Jones D H, Barber K R, VanDerLoo E W, Grant C W
Department of Biochemistry, University of Western Ontario, London, Canada.
Biochemistry. 1998 Nov 24;37(47):16780-7. doi: 10.1021/bi981520y.
As part of a study of receptor tyrosine kinase behavior in membranes, we have collected extensive NMR data from three well-defined probe locations within the transmembrane region of the human EGF receptor. Spectra were obtained for selectively deuterated alanine residues in a series of peptides corresponding to the putative transmembrane domain (with short extramembranous extensions). Peptides were incorporated into fluid unsonicated liposomes of 1-palmitoyl-2-oleoylphosphatidylcholine (POPC) and POPC containing 33 mol % cholesterol to mimic common lipid composition of cell plasma membranes. The peptide concentration was in the range of 1-6 mol % relative to that of phospholipid. Data acquired at 35 degreesC have been analyzed quantitatively to determine their implications to receptor spatial orientation and dynamics. If it is presumed that the single transmembrane portion approximates an alpha-helix of 3.6 residues per turn, this helix was found to be tilted away from the membrane perpendicular, about which there was rapid axial diffusion. However, rotation about the peptide long axis was static on the NMR time scale of 10(-)4 s, and the peptide appeared to have a preferred direction(s) of lean. The results for this peptide, whose hydrophobic length is greater than the membrane hydrophobic thickness, were very similar between membranes of POPC and membranes of POPC containing 33 mol % cholesterol, despite considerable host matrix differences in thickness and order. Allowed values of peptide tilt occupied a narrow range: between 10 and 14 degrees in POPC and between 10 and 12 degrees in POPC/cholesterol. Although the existence of some preferred direction(s) of lean was demanded by the results, the direction of lean was not uniquely determined. We have interpreted these results, which were essentially unchanged at 65 degreesC, as reflecting the behavior of peptide monomers undergoing rapidly reversible peptide-peptide interactions. For transmembrane monomers, interference with rotation about the peptide long axis might be understood to arise from an energy benefit (in a tilted peptide) to prevention of particular amino acid side chains near the membrane surfaces from moving in and out of hydrophobic or hydrophilic environments. It will be desirable to test the conclusion of preferential lean of a monomeric receptor since such behavior could provide a mechanism for modulating monomer association with other species (i.e., signal transduction).

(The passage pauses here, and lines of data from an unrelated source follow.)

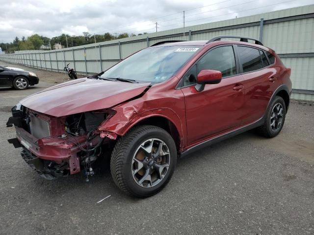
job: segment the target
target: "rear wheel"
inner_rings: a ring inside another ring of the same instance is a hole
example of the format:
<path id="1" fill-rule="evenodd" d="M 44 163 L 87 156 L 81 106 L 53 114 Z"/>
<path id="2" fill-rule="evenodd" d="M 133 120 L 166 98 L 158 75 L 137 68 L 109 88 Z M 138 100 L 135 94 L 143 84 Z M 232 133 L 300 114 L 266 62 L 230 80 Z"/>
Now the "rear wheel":
<path id="1" fill-rule="evenodd" d="M 13 80 L 13 87 L 17 90 L 27 89 L 29 85 L 28 79 L 24 77 L 17 77 Z"/>
<path id="2" fill-rule="evenodd" d="M 267 111 L 264 124 L 258 128 L 258 132 L 265 137 L 275 137 L 284 126 L 286 112 L 284 99 L 280 96 L 275 96 Z"/>
<path id="3" fill-rule="evenodd" d="M 170 180 L 177 163 L 177 149 L 171 136 L 150 125 L 131 129 L 116 143 L 110 160 L 117 186 L 137 197 L 152 196 Z"/>

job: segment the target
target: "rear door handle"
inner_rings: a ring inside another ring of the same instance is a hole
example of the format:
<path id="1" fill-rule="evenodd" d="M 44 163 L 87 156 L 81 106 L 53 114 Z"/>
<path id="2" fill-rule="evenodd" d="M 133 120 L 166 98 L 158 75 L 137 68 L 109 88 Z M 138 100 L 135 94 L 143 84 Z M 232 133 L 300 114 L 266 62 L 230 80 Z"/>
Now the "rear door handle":
<path id="1" fill-rule="evenodd" d="M 238 91 L 239 90 L 242 89 L 244 87 L 243 85 L 238 85 L 237 86 L 236 86 L 234 87 L 234 90 L 235 91 Z"/>
<path id="2" fill-rule="evenodd" d="M 275 81 L 276 81 L 276 78 L 273 76 L 272 76 L 271 77 L 270 77 L 270 78 L 269 78 L 268 81 L 269 81 L 270 82 L 274 82 Z"/>

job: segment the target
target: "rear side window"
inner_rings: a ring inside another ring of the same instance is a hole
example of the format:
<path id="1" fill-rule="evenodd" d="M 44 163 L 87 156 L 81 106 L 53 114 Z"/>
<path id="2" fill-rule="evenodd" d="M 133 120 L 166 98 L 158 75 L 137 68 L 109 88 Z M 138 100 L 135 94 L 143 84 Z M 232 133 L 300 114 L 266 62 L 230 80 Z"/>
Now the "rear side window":
<path id="1" fill-rule="evenodd" d="M 275 56 L 272 54 L 270 54 L 269 52 L 266 51 L 266 54 L 267 55 L 268 59 L 269 59 L 269 61 L 270 62 L 270 64 L 272 65 L 275 63 Z"/>
<path id="2" fill-rule="evenodd" d="M 266 57 L 264 52 L 262 50 L 260 50 L 260 53 L 261 53 L 262 61 L 263 62 L 263 67 L 266 67 L 269 65 L 269 64 L 268 64 L 268 61 L 267 60 L 267 58 Z"/>
<path id="3" fill-rule="evenodd" d="M 220 47 L 210 50 L 198 63 L 198 72 L 204 70 L 220 71 L 222 77 L 236 73 L 235 53 L 232 46 Z"/>
<path id="4" fill-rule="evenodd" d="M 263 68 L 258 49 L 238 46 L 237 50 L 243 72 L 254 71 Z"/>

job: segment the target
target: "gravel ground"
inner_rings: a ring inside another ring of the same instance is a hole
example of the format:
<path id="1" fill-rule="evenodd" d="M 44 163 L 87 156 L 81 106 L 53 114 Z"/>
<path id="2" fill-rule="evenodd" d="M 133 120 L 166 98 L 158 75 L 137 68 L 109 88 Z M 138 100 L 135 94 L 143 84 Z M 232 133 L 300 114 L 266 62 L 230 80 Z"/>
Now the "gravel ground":
<path id="1" fill-rule="evenodd" d="M 137 199 L 115 187 L 108 166 L 88 183 L 31 170 L 6 141 L 10 109 L 67 78 L 19 67 L 40 81 L 0 88 L 0 234 L 314 234 L 314 104 L 292 101 L 275 138 L 249 132 L 179 159 L 164 190 Z"/>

作为一项关于膜中受体酪氨酸激酶行为研究的一部分,我们从人表皮生长因子受体跨膜区域内三个明确的探针位置收集了大量核磁共振(NMR)数据。我们获得了一系列与假定跨膜结构域(带有短的膜外延伸部分)相对应的肽段中选择性氘代丙氨酸残基的光谱。这些肽段被掺入到由1 - 棕榈酰 - 2 - 油酰磷脂酰胆碱(POPC)以及含有33摩尔%胆固醇的POPC组成的流体且未超声处理的脂质体中,以模拟细胞质膜的常见脂质组成。相对于磷脂,肽段浓度在1 - 6摩尔%的范围内。对在35摄氏度下获取的数据进行了定量分析,以确定其对受体空间取向和动力学的影响。如果假定单个跨膜部分近似于每圈3.6个残基的α螺旋,那么发现该螺旋偏离膜垂直方向,并且存在快速的轴向扩散。然而,在10^(-4)秒的NMR时间尺度上,围绕肽段长轴的旋转是静态的,并且肽段似乎有一个优先的倾斜方向。对于这种疏水长度大于膜疏水厚度的肽段,尽管POPC膜和含有33摩尔%胆固醇的POPC膜在厚度和有序度方面存在相当大的宿主基质差异,但其结果非常相似。肽段倾斜的允许值占据一个狭窄范围:在POPC中为10至14度,在POPC/胆固醇中为10至12度。尽管结果表明存在一些优先的倾斜方向,但倾斜方向并未唯一确定。我们将这些在65摄氏度时基本不变的结果解释为反映了经历快速可逆肽 - 肽相互作用的肽单体的行为。对于跨膜单体,围绕肽段长轴旋转的干扰可能被理解为源于一种能量益处(在倾斜的肽中),即防止膜表面附近的特定氨基酸侧链进出疏水或亲水环境。检验单体受体优先倾斜的结论将是很有必要的,因为这种行为可能提供一种调节单体与其他物种结合(即信号转导)的机制。